STF conclui julgamento a favor do piso da enfermagem no setor público
O Supremo Tribunal Federal (STF) concluiu, na noite de sexta-feira (30), o julgamento sobre o pagamento do piso salarial nacional para os profissionais de enfermagem no setor público. A maioria dos ministros votou a favor do cumprimento da lei que estabelece o piso salarial para os enfermeiros que são servidores públicos da União, autarquias e fundações públicas federais.
A decisão também abrange servidores públicos dos estados, municípios e do Distrito Federal, além dos enfermeiros contratados por entidades privadas que atendam 60% de pacientes provenientes do Sistema Único de Saúde (SUS). O pagamento do piso será proporcional à jornada de trabalho.
No entanto, houve um impasse na votação em relação aos profissionais celetistas que trabalham em hospitais privados.
A proposta do relator do processo, ministro Luís Roberto Barroso, foi aprovada e estabelece que o pagamento do piso nesses casos deve ser definido por meio de negociação coletiva entre empregadores e empregados. O objetivo dessa medida é evitar demissões em massa ou comprometimento dos serviços de saúde, permitindo a adoção de valores diferenciados.
O voto de Barroso foi seguido pelos ministros Gilmar Mendes, Carmen Lúcia e André Mendonça, sendo este último o último a depositar seu voto no plenário virtual da Corte.
Por outro lado, o ministro Dias Toffoli divergiu do relator, defendendo que o pagamento do piso aos enfermeiros privados deveria ser regionalizado, estabelecido por meio de negociação coletiva da categoria em cada estado, priorizando o princípio do “negociado sobre o legislado”. Os ministros Alexandre de Moraes, Luiz Fux e Nunes Marques também votaram nesse sentido.
Os ministros Edson Fachin e Rosa Weber defenderam que o piso salarial deve ser garantido para todas as categorias de enfermeiros, tanto públicos quanto privados.
O novo piso salarial para enfermeiros contratados pela Consolidação das Leis do Trabalho (CLT) é de R$ 4.750, de acordo com a Lei nº 14.434. Técnicos de enfermagem receberão no mínimo 70% desse valor (R$ 3.325) e auxiliares de enfermagem e parteiras receberão 50% (R$ 2.375).
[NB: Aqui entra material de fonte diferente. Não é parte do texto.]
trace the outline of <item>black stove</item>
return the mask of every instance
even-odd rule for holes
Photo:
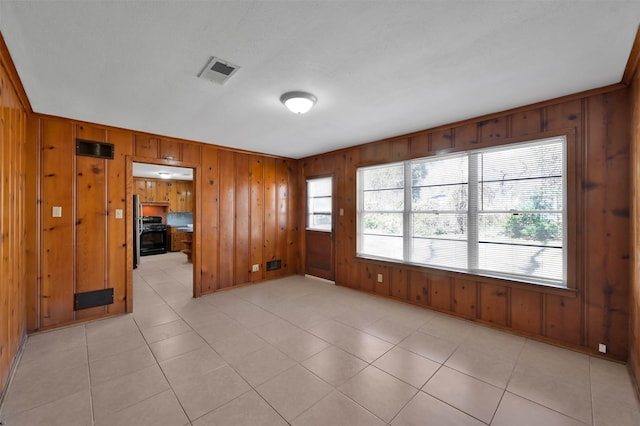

Essa legislação abrange trabalhadores dos setores público e privado.
No ano passado, o pagamento do piso salarial foi suspenso pelo STF devido à falta de recursos para garantir o pagamento aos profissionais. No entanto, foi liberado após o presidente Luiz Inácio Lula da Silva abrir um crédito especial de R$ 7,3 bilhões para que estados e municípios pudessem cumprir com o piso salarial.
Em maio deste ano, o relator do caso, ministro Luís Roberto Barroso, estabeleceu regras para o pagamento do piso aos profissionais que atuam no sistema de saúde dos estados e municípios, nos limites dos valores.